Blog MariaG

31/05/2011

El pizzero

Filed under: Así da gusto ser puta — MaríaG @ 4:47 am

Después de unas horas de intenso sexo, el cuerpo requiere un descanso  y permitirle reponerse de los excesos. Así que, terminada nuestra Fiesta Gang Bang – Bukkake, nos dispusimos a charlar amigablemente delante de unas cervecitas.

Pidieron unas pizzas, tres familiares.  Tardaban. En ese tiempo recordé aquella vez en que le había propuesto a un repartidor de comida china que pasara un poco más adentro en mi casa. Aquella vez, los ojos desorbitados lo decían todo y el mozo se escudó en un “no entiendo”, para rechazar el ofrecimiento. En esas estaba yo cuando llamaron al telefonillo.

Le pedí al dueño de la casa si podía abrir yo y ante la respuesta afirmativa me quité el vestido que llevaba, até el pañuelo transparente a la cintura y metí el billete de 50 en el canalillo.
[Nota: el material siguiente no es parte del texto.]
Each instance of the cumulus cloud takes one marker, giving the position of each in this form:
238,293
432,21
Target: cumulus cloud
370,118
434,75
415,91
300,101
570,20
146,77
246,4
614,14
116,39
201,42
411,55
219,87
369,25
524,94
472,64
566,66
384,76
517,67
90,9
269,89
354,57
Me resguardé detrás de la puerta y la fui abriendo dejando a penas entrever mi silueta, para que el repartidor franqueara la puerta. Así lo hizo y yo cerré detrás de él.

Era un tipo de unos treinta y tantos,  originario de allende los mares, moreno, metro setenta y un poco entrado en carnes. No podía articular palabra de la impresión. Apareció entonces mi rubia favorita para retirarle las cajas de las manos y darme un buen beso en los labios, por si al tipo le quedaba alguna duda de que lo que estaba pasando era realmente extraño.

Le invité a pasar pero se resistía, tenía que seguir trabajando. Sí, sí, claro, le decía yo, ­­mientras aferraba su mano. Protestaba un poco pero apenas se le entendía y mientras tanto yo le conducía de la mano hasta uno de los cuartos.

Una vez en la habitación, le pedí que tomara el dinero, no se le fuera  a olvidar. Ni pudo contar las vueltas, debió de hacerlo casi por intuición porque los ojos los tenía puestos en mi escote y las manos le temblaban.

No le hice sufrir más, me arrimé y de puntillas comencé a besarle. Insólito me pareció que no intentara derribarme sin más en la cama, sino que atropelladamente se quitó la ropa y entonces sí que cayó sobre mí. Con desesperación abrazaba mi cuerpo, con deseo incontenible me recorría con sus labios. Me sentía como esas sacerdotisas que esperaban en los templos a que los viajeros quisieran solazarse, entregándose a aquellos que de otra manera no podrían acceder a los encantos de una meretriz. Si en un primer momento  pareciera que mi cuerpo sólo se dejaba arrastrar por la inercia, a los pocos minutos la intensidad de la situación hacía que me retorciera de gusto.

Apenas si hablamos, ni siquiera mientras nos poníamos la ropa, una vez concluida la faena.

Breve y regresamos al mundo real. Pero antes de dejarle partir, pedía a todos un aplauso para el caballero, por valiente. Y aún llegué a tiempo de comer mis merecidos pedacitos de pizza.